If you think you have something different to add to the conversation, then go for it!

Write a proposal, and sent it to publishers and see if you get any interest.

There are several of these types of books already on the market. Theresa Brown has written two such books. And she writes a column for the NY Times.

A publisher would ask: What is different about yours?

If you think you have something different to add to the conversation, then go for it!

Write a proposal, and sent it to publishers and see if you get any interest.

I don't think I'd really be that interested in marketing it. It would be more what I might give to students or friends and family, or just something left over when I exit this mortal cage. Non-celebrity memoirs are rarely marketable. I'd just self-publish it through CreateSpace and Kindle.

If you enjoy it, and have the time, why not?

I regularly email my sister about different things, many of them nursing related, and she constantly tells me I should "write a book".

See, I think you should. You never know who may read it in the future.

Definitely go for it. I love medical memiors. I have a stack of medical memiors by doctors and nurses that I bought and read before I went to school. Now obviously I live it everyday I think I could write my own!

It's probably time for that, you know? I had a dream last night after posting this, and I was in my basement, and I had uncovered all these things I thought I had lost, and I gathered them all in a pile. And I thought to myself, "Oh my God, look at all these things!"

I think that was kind of a message, you know? Like, if you don't uncover the good things you've gained in the past, no one else will, no one else will ever find them.

I've been a factory worker, horse trainer, waitress and nurse. I'm gonna do that, too. I've got stories, I tell ya..

Definitely sounds interesting.

If you have interesting stories to tell, that could be really cool. I personally love reading nursing stories or memoirs- like the Chicken Soup for the Nurse's Soul series, or "I Wasn't Strong Like This When I Started Out: True Stories of Becoming a Nurse" and "The Shift," for example.

If you have interesting stories to tell, that could be really cool. I personally love reading nursing stories or memoirs- like the Chicken Soup for the Nurse's Soul series, or "I Wasn't Strong Like This When I Started Out: True Stories of Becoming a Nurse" and "The Shift," for example.

Thanks, Opalbee. That's encouraging.

Specializes in Pediatric Critical Care.

Why not write a memoir?
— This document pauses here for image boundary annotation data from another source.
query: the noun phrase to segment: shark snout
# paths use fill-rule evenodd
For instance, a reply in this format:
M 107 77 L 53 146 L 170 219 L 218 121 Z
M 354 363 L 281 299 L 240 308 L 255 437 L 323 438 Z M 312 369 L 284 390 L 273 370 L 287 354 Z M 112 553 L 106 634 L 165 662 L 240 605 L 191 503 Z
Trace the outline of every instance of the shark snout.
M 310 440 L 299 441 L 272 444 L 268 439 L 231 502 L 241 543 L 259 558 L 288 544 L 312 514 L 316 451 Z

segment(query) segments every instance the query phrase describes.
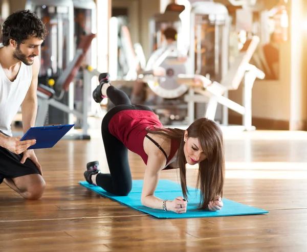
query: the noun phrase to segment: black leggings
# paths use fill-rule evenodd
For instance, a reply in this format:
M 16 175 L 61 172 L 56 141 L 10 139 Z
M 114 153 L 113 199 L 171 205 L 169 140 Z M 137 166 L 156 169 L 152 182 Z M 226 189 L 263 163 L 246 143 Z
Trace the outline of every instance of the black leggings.
M 131 105 L 128 96 L 113 86 L 107 88 L 106 94 L 115 105 L 105 114 L 101 124 L 102 140 L 110 173 L 98 173 L 96 183 L 109 193 L 126 196 L 132 187 L 128 149 L 121 141 L 111 134 L 108 130 L 108 124 L 112 117 L 120 111 L 128 109 L 152 110 L 146 106 Z

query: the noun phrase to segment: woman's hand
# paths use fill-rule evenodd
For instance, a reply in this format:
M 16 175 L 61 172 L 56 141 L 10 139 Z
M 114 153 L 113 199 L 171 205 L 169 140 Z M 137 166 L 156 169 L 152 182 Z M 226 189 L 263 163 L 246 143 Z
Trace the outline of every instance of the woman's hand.
M 221 210 L 223 208 L 223 204 L 221 197 L 218 197 L 215 200 L 210 201 L 208 205 L 208 208 L 210 211 L 215 212 Z
M 166 201 L 166 208 L 169 211 L 178 214 L 183 214 L 187 212 L 187 201 L 182 197 L 177 197 L 171 201 Z

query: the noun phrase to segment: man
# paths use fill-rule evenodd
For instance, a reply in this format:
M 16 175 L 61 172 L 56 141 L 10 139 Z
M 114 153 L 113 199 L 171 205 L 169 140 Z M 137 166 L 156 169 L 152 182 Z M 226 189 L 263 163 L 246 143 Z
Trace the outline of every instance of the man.
M 12 136 L 11 124 L 21 106 L 25 133 L 35 125 L 39 70 L 37 57 L 47 34 L 45 26 L 29 10 L 10 15 L 3 26 L 0 44 L 0 184 L 21 196 L 38 199 L 45 188 L 41 168 L 33 150 L 35 140 Z
M 158 49 L 154 53 L 157 57 L 149 57 L 147 65 L 153 64 L 155 61 L 158 59 L 158 56 L 160 57 L 164 52 L 165 48 L 173 45 L 176 46 L 176 41 L 177 40 L 177 31 L 172 27 L 168 27 L 163 31 L 164 42 L 165 46 L 161 48 Z M 160 70 L 161 71 L 161 70 Z M 158 70 L 156 70 L 158 73 Z M 161 74 L 163 74 L 161 73 Z M 137 80 L 133 85 L 132 94 L 131 95 L 131 102 L 133 104 L 141 104 L 142 103 L 142 93 L 143 91 L 144 87 L 146 86 L 142 80 Z M 145 101 L 146 105 L 153 105 L 155 103 L 157 95 L 151 90 L 148 90 L 147 98 Z

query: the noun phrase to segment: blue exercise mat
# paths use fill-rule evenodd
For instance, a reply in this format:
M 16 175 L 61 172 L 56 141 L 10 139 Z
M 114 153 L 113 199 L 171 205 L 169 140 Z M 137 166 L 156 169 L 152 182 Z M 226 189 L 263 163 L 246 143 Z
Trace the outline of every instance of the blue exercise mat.
M 173 212 L 152 209 L 143 205 L 141 203 L 143 180 L 133 180 L 131 192 L 128 196 L 125 196 L 114 195 L 106 192 L 100 187 L 90 185 L 85 181 L 81 181 L 79 182 L 82 186 L 87 187 L 104 197 L 114 199 L 137 210 L 149 214 L 160 218 L 202 218 L 269 213 L 267 211 L 229 200 L 225 198 L 223 199 L 224 207 L 221 210 L 210 212 L 209 210 L 198 209 L 200 201 L 200 191 L 199 189 L 188 187 L 190 195 L 188 195 L 187 212 L 184 214 L 178 214 Z M 182 196 L 182 191 L 179 184 L 168 180 L 162 179 L 159 181 L 155 195 L 161 199 L 172 200 L 177 197 Z

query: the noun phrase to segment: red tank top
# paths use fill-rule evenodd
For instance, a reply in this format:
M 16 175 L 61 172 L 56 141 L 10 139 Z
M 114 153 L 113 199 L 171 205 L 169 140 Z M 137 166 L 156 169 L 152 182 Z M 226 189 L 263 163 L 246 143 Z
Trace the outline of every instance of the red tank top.
M 110 133 L 121 141 L 128 150 L 139 155 L 147 165 L 148 156 L 143 148 L 147 127 L 163 127 L 157 115 L 150 111 L 126 110 L 116 113 L 108 124 Z M 179 143 L 171 141 L 170 153 L 166 164 L 171 160 L 179 147 Z

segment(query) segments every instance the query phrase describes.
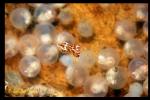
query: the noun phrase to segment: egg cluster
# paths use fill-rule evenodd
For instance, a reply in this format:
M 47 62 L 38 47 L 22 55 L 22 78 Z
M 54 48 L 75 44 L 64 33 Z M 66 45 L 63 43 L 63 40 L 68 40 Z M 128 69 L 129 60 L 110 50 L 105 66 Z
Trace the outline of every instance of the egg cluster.
M 128 19 L 117 20 L 114 27 L 115 37 L 123 43 L 121 49 L 129 59 L 128 67 L 120 65 L 121 55 L 114 47 L 101 48 L 97 55 L 92 50 L 81 47 L 79 57 L 60 50 L 58 44 L 64 42 L 78 44 L 76 38 L 66 28 L 74 24 L 73 14 L 70 9 L 67 9 L 67 5 L 65 3 L 30 3 L 29 6 L 34 9 L 33 12 L 27 8 L 14 9 L 10 13 L 10 22 L 14 28 L 22 32 L 28 30 L 32 23 L 35 25 L 31 33 L 28 32 L 20 37 L 10 33 L 5 34 L 5 60 L 13 59 L 17 54 L 21 54 L 22 58 L 18 64 L 19 72 L 29 79 L 38 77 L 41 67 L 61 63 L 65 66 L 64 74 L 68 84 L 83 88 L 83 93 L 77 97 L 105 97 L 109 89 L 118 90 L 126 86 L 129 88 L 124 97 L 140 97 L 143 94 L 147 96 L 148 39 L 144 44 L 136 38 L 139 35 L 136 22 L 144 23 L 141 34 L 148 38 L 148 5 L 134 4 L 136 22 Z M 107 9 L 111 5 L 100 4 L 99 6 Z M 54 24 L 56 22 L 61 23 L 66 29 L 57 32 Z M 88 20 L 81 20 L 75 27 L 82 39 L 90 40 L 95 36 L 94 28 Z M 8 66 L 5 65 L 5 67 Z M 98 67 L 101 71 L 93 74 L 94 67 Z M 8 84 L 16 85 L 23 81 L 19 79 L 19 76 L 15 83 L 15 79 L 9 78 L 10 73 L 10 75 L 5 74 Z M 17 75 L 15 77 L 17 78 Z M 130 84 L 129 78 L 132 79 Z M 44 96 L 42 91 L 47 93 L 46 87 L 37 94 Z M 28 95 L 35 96 L 30 92 Z

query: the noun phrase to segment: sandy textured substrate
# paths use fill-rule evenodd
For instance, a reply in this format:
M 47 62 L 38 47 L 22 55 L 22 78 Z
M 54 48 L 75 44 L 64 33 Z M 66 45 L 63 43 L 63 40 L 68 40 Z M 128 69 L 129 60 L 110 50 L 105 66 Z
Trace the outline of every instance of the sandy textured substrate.
M 17 7 L 26 7 L 29 8 L 31 11 L 33 11 L 33 8 L 29 6 L 28 4 L 6 4 L 5 5 L 5 34 L 14 34 L 17 37 L 22 36 L 23 34 L 26 34 L 27 31 L 21 32 L 17 29 L 15 29 L 10 21 L 9 21 L 9 14 L 10 12 L 17 8 Z M 69 8 L 72 11 L 72 14 L 74 16 L 74 23 L 71 26 L 71 28 L 64 28 L 60 23 L 56 26 L 56 33 L 57 31 L 61 30 L 67 30 L 73 36 L 75 37 L 77 44 L 81 45 L 81 50 L 84 49 L 90 49 L 92 50 L 95 55 L 98 55 L 98 52 L 103 47 L 113 47 L 116 48 L 116 50 L 119 52 L 121 56 L 120 66 L 127 67 L 128 65 L 128 59 L 126 55 L 124 54 L 122 50 L 122 44 L 120 41 L 118 41 L 115 37 L 114 33 L 114 25 L 117 20 L 121 20 L 124 18 L 127 18 L 131 21 L 136 21 L 134 15 L 134 9 L 132 4 L 113 4 L 110 7 L 103 8 L 99 6 L 98 4 L 67 4 L 67 8 Z M 81 20 L 85 19 L 88 20 L 89 23 L 94 28 L 94 34 L 92 40 L 86 41 L 81 40 L 79 37 L 79 34 L 76 30 L 77 23 Z M 31 27 L 32 29 L 32 27 Z M 28 32 L 32 32 L 32 30 L 29 30 Z M 140 31 L 139 31 L 140 32 Z M 146 37 L 143 35 L 139 35 L 136 38 L 140 38 L 143 41 L 146 41 Z M 9 59 L 5 61 L 5 64 L 7 64 L 9 67 L 7 67 L 7 70 L 14 70 L 18 72 L 18 63 L 21 58 L 20 54 L 17 54 L 12 59 Z M 38 77 L 35 79 L 27 79 L 22 76 L 24 79 L 25 84 L 23 84 L 23 87 L 30 86 L 32 84 L 42 83 L 45 85 L 51 85 L 58 90 L 64 91 L 64 93 L 67 96 L 74 96 L 77 94 L 80 94 L 83 92 L 82 87 L 79 88 L 72 88 L 68 83 L 64 75 L 65 67 L 62 66 L 60 63 L 56 63 L 54 65 L 49 66 L 42 66 L 41 72 Z M 97 66 L 95 66 L 91 74 L 95 74 L 96 72 L 101 71 Z M 129 79 L 129 83 L 131 80 Z M 120 96 L 124 95 L 126 93 L 128 85 L 126 88 L 122 90 L 122 93 Z M 109 90 L 108 96 L 114 96 L 114 93 L 112 90 Z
If for no other reason, then for yourself and for your descendants - they will love having those written memories from you.

By the way, when I first saw this post title, my first thought was "if this is RubyVee asking, then YES 100% write your crazy nursing stories down in a book."

Specializes in LTC, Rehab.

I've thought of the same thing re: my LTC experiences. I should've been keeping notes all along, though ... but I'm sure I could conjure up many, many memories if I sat down & thought about it.

I've thought of the same thing re: my LTC experiences. I should've been keeping notes all along, though ... but I'm sure I could conjure up many, many memories if I sat down & thought about it.

Oh, for sure you could. A memoir is not a biography and it's not history, per se, nor is it a confessional--or at least it doesn't have to be any of those things. It tells of one's experiences in such a way as to make some point or moral. If you can think of ten things that happened and how that illustrates a point you want to make, you can probably write enough of a story to fill 145 pages, and that's about as much as most people want to read these days anyway. So, you should go for it, my friend. I'd read it! :)

Specializes in ambulant care.

Good idea !

Writing your experiences (in any way) down, is a clever solusion for mental health.

No matter if you publish it - or not...

It helps you to reduce your pantoprazole dissolved in ethanol.:cool:

Tell it, EGspirit, RN! :woot::nurse::inlove:

I can see the appeal of a memoir, though, since, in your own book, people wouldn't get to repeatedly disagree with you and call you out the way they do here. That would be a lot more satisfying, I imagine. You could rant to your heart's content about your retro views on nursing without getting any feedback, and members of the general public who don't know any better might even fall for it.